Higlobe is another company innovating traditional international payment transfer services with asset-backed stablecoin for instant settlement. Higlobe provided overseas customers with a US-receiving bank account and zero-fee transfers back to their home country. Higlobe’s service uses a fiat-in, fiat-out, non-speculative environment where the end-user never touches stablecoin. This combination of traditional banking with a modern, distributed ledger-based solution allows for the safe, speedy delivery of funds and the elimination of transaction fees. For a remote worker, this could lead to thousands of dollars saved per year as traditional international payment transfer services charge between 1 and 6 percent through a combination of fees and unfavorable exchange rates.

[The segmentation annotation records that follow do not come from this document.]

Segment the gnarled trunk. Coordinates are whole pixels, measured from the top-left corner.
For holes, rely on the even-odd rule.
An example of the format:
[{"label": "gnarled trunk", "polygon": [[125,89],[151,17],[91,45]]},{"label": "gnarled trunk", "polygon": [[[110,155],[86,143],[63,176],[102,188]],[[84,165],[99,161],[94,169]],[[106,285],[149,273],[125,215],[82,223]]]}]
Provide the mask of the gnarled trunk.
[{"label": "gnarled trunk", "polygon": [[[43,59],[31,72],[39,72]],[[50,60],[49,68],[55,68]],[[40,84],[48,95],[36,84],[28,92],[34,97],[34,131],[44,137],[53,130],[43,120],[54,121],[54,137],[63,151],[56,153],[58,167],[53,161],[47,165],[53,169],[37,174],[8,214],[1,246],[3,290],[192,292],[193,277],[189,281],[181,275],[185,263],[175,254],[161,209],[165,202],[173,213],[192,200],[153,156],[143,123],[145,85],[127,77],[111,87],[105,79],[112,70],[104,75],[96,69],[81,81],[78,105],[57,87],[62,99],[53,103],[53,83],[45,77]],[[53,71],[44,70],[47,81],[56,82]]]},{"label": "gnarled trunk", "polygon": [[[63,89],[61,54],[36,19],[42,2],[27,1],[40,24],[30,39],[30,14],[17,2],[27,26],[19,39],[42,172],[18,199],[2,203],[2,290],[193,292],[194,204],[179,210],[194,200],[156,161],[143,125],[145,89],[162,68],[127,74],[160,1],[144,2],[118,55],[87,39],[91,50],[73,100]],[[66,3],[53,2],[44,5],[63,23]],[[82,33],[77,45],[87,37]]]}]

Traditional FinTechs have also made strides in facilitating cross-border money movement. Daba, an Atlanta-based startup, built an online platform to facilitate the flow of investments into Sub-Saharan African economies. The platform is reimagining how individual investors think of risk in emerging markets that are hungry for capital. Daba achieves this with a single, consolidated platform that provides tools, insight, and risk assessment to investors on the African continent.
GoodDollar is a community-driven project that leverages DeFi and has been supported by eToro, a social trading and multi-asset investment company, as part of its corporate social responsibility initiatives. It is the largest universal basic income project in the world and currently distributes digital money to over 50,000 people in more than 180 countries every day. Primarily used by individuals in emerging markets from households making less than US$5,000 a year, GoodDollar is used peer-to-peer as a global community currency, augmenting its members’ purchasing power and enabling them to collaborate among themselves and learn the fundamentals of crypto financial education in a community. GoodDollar acts as an “on-ramp” to a larger, emerging world of DeFi services and offers access to basic financial services such as savings, global payments, and credit in a new model without middlemen. GoodDollar is fully open-source with a mission to deliver digital basic income and provide its technology infrastructure as a public good, accessible to all.